Çalışma saatleri, nasıl gidilir?

Bazilika, 12 numaralı Piazza del Popolo'da yer almaktadır.

Kilise her gün 07: 00-12: 00 ve pazar günleri 08: 00-19: 30 arasında 16: 00-19: 00 saatleri arasında açıktır. Giriş ücretsizdir.

Toplu taşıma ile nasıl gidilir: A metro hattını (kırmızı) Flaminio veya Spagna istasyonlarına götürün, sonra yürüyün.

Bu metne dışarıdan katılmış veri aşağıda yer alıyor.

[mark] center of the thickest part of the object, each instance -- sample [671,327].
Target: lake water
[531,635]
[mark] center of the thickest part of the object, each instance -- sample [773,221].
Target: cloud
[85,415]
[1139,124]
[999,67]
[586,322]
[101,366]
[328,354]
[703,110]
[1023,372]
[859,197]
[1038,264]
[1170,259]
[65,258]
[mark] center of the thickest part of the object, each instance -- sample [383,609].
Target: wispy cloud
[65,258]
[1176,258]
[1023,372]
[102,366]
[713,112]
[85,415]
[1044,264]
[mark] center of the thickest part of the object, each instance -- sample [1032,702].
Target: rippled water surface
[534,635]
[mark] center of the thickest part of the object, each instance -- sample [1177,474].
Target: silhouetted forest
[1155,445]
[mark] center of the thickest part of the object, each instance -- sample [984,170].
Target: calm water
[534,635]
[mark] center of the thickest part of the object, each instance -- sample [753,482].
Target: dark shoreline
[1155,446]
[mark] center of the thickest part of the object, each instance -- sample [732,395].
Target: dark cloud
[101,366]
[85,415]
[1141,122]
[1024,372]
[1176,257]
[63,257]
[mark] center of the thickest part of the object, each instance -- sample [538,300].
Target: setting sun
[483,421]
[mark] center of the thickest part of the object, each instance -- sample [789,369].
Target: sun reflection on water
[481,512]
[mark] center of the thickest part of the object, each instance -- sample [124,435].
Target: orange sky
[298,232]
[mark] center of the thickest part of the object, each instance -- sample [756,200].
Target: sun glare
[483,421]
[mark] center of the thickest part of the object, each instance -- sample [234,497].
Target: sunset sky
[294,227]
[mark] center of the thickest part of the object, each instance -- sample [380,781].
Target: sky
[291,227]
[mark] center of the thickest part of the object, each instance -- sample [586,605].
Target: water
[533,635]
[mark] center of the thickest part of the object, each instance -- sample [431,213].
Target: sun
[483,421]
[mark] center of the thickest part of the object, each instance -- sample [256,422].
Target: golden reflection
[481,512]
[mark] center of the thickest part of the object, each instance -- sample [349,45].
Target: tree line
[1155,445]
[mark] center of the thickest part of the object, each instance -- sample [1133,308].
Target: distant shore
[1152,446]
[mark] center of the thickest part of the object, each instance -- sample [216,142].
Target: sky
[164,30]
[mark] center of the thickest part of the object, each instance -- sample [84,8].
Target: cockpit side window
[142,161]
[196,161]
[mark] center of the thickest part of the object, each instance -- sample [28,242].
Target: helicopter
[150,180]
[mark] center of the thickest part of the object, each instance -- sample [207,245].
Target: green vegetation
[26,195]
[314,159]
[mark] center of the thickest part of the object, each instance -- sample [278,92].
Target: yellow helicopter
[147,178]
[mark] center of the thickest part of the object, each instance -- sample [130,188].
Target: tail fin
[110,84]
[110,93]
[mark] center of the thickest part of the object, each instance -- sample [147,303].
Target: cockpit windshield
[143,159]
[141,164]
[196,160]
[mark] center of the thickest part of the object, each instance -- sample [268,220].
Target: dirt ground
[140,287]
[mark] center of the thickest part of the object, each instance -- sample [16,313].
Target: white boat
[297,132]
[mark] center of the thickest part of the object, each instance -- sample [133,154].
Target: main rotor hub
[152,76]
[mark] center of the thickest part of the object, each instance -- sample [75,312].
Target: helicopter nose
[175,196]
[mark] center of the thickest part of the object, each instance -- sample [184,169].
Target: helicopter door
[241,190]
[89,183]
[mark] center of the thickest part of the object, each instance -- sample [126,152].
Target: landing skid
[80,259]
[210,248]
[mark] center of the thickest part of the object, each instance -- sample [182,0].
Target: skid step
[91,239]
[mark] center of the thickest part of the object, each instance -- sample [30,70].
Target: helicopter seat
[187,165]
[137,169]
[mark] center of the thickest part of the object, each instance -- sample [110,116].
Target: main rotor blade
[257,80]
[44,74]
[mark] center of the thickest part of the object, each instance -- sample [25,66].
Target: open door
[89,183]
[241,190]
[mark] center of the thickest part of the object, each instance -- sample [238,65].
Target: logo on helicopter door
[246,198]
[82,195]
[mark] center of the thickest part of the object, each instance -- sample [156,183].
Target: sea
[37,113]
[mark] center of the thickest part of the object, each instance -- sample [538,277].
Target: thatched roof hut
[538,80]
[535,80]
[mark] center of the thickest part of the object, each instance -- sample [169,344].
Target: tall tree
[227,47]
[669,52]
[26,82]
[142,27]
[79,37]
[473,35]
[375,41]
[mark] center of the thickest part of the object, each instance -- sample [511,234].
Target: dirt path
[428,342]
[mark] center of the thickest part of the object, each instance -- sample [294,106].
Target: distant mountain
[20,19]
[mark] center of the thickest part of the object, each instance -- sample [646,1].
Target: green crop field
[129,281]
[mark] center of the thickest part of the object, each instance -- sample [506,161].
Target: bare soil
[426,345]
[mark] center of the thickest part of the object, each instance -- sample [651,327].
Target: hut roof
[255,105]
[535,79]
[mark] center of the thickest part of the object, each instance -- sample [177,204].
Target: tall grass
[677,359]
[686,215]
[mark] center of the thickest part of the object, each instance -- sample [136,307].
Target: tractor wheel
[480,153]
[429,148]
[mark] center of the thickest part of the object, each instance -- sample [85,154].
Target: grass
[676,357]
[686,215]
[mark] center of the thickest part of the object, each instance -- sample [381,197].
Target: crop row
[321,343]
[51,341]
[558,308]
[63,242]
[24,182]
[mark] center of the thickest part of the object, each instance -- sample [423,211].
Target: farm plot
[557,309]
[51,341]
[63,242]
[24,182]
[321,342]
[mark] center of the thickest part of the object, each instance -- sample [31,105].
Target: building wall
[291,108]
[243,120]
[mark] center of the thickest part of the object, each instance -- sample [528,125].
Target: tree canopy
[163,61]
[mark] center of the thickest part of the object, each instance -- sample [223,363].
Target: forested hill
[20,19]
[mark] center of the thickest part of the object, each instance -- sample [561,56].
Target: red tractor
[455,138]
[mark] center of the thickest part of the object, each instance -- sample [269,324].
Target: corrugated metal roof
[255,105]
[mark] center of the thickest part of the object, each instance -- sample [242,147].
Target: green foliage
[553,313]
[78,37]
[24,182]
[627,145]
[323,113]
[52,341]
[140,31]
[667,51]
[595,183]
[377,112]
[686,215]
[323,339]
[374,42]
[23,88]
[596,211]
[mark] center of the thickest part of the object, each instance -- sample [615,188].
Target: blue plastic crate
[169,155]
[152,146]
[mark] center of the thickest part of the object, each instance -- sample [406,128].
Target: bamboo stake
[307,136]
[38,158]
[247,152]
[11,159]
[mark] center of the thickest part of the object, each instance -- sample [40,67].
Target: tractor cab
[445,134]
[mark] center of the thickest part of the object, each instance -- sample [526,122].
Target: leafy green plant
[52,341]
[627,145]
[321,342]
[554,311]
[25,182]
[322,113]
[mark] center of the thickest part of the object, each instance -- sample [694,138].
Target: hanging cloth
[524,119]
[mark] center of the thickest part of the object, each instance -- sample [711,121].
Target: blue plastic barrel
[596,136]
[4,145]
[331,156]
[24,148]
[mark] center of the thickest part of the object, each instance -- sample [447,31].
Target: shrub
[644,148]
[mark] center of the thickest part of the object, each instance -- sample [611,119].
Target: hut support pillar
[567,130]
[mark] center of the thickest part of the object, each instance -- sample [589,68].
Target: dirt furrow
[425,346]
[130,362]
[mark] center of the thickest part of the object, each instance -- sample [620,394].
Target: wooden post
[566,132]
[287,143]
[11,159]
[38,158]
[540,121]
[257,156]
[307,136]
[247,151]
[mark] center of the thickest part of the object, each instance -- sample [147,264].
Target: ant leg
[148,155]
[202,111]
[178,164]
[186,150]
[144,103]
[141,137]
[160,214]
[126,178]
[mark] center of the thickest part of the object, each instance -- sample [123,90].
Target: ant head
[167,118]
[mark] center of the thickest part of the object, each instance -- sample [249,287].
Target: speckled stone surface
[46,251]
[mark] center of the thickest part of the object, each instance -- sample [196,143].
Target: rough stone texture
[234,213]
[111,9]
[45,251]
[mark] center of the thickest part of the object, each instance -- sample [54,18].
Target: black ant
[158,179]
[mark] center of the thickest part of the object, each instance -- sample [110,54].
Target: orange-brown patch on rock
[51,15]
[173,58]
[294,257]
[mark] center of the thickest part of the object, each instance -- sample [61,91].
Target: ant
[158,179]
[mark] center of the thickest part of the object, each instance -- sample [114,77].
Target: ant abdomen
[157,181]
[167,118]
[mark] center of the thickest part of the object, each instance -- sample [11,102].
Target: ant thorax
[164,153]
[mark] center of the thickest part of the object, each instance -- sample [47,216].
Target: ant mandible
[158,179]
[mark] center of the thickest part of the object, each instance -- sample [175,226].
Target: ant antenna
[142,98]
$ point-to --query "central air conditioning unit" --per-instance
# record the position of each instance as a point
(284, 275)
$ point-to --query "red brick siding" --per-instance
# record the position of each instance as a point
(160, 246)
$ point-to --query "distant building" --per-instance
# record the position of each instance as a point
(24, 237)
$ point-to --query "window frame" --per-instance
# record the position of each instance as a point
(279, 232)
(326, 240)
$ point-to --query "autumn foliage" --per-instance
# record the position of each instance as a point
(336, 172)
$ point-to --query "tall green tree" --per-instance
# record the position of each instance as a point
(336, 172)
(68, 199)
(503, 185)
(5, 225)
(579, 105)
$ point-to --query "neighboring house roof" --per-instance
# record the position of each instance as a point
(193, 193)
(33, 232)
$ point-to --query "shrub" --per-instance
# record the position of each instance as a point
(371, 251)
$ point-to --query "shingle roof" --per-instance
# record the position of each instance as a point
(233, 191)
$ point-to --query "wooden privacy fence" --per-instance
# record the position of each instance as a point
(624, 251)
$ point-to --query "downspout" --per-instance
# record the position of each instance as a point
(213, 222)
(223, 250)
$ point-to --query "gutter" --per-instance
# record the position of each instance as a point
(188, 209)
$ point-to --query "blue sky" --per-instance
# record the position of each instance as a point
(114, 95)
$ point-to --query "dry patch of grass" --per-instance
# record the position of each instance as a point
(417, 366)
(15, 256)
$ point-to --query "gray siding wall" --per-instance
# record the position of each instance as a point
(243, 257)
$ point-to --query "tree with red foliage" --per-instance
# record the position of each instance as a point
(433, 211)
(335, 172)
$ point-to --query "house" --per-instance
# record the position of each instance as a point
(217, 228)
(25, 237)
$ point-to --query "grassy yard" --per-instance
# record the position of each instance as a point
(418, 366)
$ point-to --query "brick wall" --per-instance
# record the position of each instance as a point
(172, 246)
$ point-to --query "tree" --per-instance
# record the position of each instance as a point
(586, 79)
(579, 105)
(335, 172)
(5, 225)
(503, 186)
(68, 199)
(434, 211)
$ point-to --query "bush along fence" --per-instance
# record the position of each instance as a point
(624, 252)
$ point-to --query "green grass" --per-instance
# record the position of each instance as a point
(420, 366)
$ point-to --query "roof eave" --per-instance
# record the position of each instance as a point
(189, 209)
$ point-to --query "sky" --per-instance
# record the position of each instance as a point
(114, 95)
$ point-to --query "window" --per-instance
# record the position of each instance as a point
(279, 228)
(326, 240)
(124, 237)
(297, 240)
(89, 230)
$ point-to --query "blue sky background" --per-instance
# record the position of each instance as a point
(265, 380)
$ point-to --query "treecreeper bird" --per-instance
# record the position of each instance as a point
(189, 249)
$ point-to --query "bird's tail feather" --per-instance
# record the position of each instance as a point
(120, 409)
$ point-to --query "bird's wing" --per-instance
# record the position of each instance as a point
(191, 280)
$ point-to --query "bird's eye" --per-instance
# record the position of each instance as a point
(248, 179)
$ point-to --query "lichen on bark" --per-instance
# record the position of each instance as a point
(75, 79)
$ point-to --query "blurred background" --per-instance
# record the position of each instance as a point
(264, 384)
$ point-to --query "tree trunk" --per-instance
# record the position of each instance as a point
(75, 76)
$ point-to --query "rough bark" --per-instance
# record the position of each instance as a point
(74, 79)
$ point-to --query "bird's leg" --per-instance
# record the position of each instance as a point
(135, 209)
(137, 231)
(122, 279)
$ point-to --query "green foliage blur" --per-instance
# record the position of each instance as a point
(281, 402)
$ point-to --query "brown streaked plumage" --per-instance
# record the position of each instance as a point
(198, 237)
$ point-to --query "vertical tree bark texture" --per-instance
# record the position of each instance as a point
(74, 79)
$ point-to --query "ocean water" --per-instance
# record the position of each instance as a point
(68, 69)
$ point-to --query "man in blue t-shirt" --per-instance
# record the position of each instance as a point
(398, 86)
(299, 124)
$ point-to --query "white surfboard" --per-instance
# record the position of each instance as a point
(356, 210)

Videoyu izle: Chiesa di S. Maria del Popolo - Roma (Kasım 2024).

Popüler Mesajlar

Kategori Roma kiliseleri, Sonraki Makale

Portofino
Liguria

Portofino

Portofino manzaraları arasında güzel manzaralar ve plajlar, kayalık bir sahil, kristal deniz suyu, ünlü sanatçıların, finansörlerin, politikacıların dikkatini çeken mahremiyet ve sessizlik olanakları sayılabilir. Madonna, Sharon Stone, Sylvester Stallone, Demi Moore, George Clooney sık sık burada.
Devamını Oku
Riomaggiore
Liguria

Riomaggiore

Alışılmadık derecede güzel, aydınlık ve renkli Riomaggiore kasabası, İtalya'nın Cinque Terre Ulusal Parkı “Beş Topraklar” bölgesi olan La Spezia, İtalya'nın kuzeyindeki güneş tarafından okşayan Ligurian kıyılarının yüksek kayalık sahillerinde elverişli bir konumdadır.
Devamını Oku
Monterosso - hayallerimizden muhteşem İtalya
Liguria

Monterosso - hayallerimizden muhteşem İtalya

Monterosso (Monterosso al Mare, Monterosso al Mare) - İtalya'nın Cinque Terre Ulusal Parkı'nın (Cinque Terre) en büyük şehri. İşte “Beş Ülkenin” en büyük kumlu plajı, Neptün'ün dev bir heykeli, Monterosso'nun sembolü - Aurora kulesi, şehri eski ve modern mahallelere bölerek ve daha birçok ilginç yer.